Ты друг России, и они это знают, так попытайся объяснить им это так, чтобы они поняли.

Капица чувствует себя отвратительно — именно в тот момент, когда все было готово: его лаборатория, его машина, жидкий гелий, именно в этот момент они остановили его работу, и почему?

Дай мне знать, что ты думаешь обо всем этом, и если ты соберешься написать, то дай мне знать, что именно ты напишешь».

«19 декабря 1934 г., Принстон

Дорогая Анна,

Я был очень огорчен, получив твои новости о К[апице]. Я уже и раньше слышал от Гамова, что Капица вынужден ненадолго задержаться в России, но до того, как получил твое письмо, не представлял себе, что у него такие серьезные трудности с выездом. Я разговаривал обо всем этом с некоторыми профессорами из Принстона. Мы все согласны, что по отношению к К. допущена величайшая несправедливость, и очень сочувствуем тебе и сделаем все, что в наших силах, чтобы помочь. Наиболее подходящий для этого человек д-р Флекснер, который является одним из руководителей Института передовых исследований. (Он встречал К. в Кембридже прошлым летом.) <…> У него много связей в дипломатическом мире, и он отнесся к этому случаю с величайшим интересом. Завтра он поедет в Вашингтон и сделает все, что может. Эйнштейн также проявил большой интерес и будет рад помочь.

Я напишу тебе немедленно, если что-нибудь произойдет. И ты, пожалуйста, пиши мне, если будут какие-то новости. Ты можешь всегда рассчитывать на меня во всем, в чем я только смогу помочь. Пожалуйста, не волнуйся на этот счет. Я думаю, что, в конце концов, все будет хорошо».

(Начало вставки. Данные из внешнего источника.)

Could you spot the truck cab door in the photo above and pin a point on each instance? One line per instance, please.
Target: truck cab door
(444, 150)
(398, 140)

«15 января 1935 г., Кембридж

Мой дорогой Дирак,

Я получила твое письмо несколько недель назад, но не ответила на него, потому что Резерфорд был в отъезде, и ничего не сдвинулось с места. Наибольшее беспокойство вызывает сейчас тот факт, что Капица назначен нашим правительством директором Института физических проблем, предполагается, что Институт будет принадлежать Академии наук, но он, как и многое в России, пока еще не существует. Я называю это беспокойством, потому что об этом везде официально объявлено, каждый посол за границей теперь имеет убедительный ответ на вопрос, что К. делает в России. Они даже могут сказать, что это было сделано с согласия К., но ведь это согласие может быть получено разными способами. Когда он был в первый раз вызван в Москву из Ленинграда (я тогда еще была в России) и он сказал, что не хочет ехать, то получил следующий ответ: „Профессор, вы отдаете себе отчет, что это приказ Правительства, и вы не можете говорить нет, вы должны ехать“. Когда дела делаются таким образом, то нет нужды доказывать, что есть много способов заставить тебя согласиться. Так что, возможно, и его директорство было чем-то в этом роде. Другой повод для волнений дает тот факт, что посол утверждает, что К. занят важной работой, живет в прекрасных условиях, у него есть яхта и дача в Крыму. Однако я знаю только одну вещь, что за ним следят два человека, следят постоянно, куда бы он ни пошел, а жить ему приходится в гостинице. Никто не возьмется утверждать, что это нормально. Если бы К[апица] был доволен и счастлив, то, наверное, он не нуждался бы в детективах, следующих за ним по пятам, кто может быть счастлив, когда за ним следят. И если он остался по собственной воле, то почему бы ему не вернуться сюда, чтобы закончить здесь все дела, ведь если он так уж счастлив, то он непременно вернется назад. Почему не выпустить его? В утверждениях посла множество противоречий (он написал письмо в ответ на очень дружеский запрос проф. Ласки из Института экономики из Лондона). Все это крайне неприятно еще и потому, что в это самое время К. находится в глубокой депрессии и очень удручен и у него единственное желание — вернуться в свою лабораторию и заниматься своей работой, своими экспериментами, которые он готовил многие годы. И невозможность этого делает его столь несчастным, что он не может ни о чем другом думать. Он пытается в Москве встречаться с различными людьми, чтобы при личной встрече убедить их, что он честный человек, а не тот, за которого они его принимают.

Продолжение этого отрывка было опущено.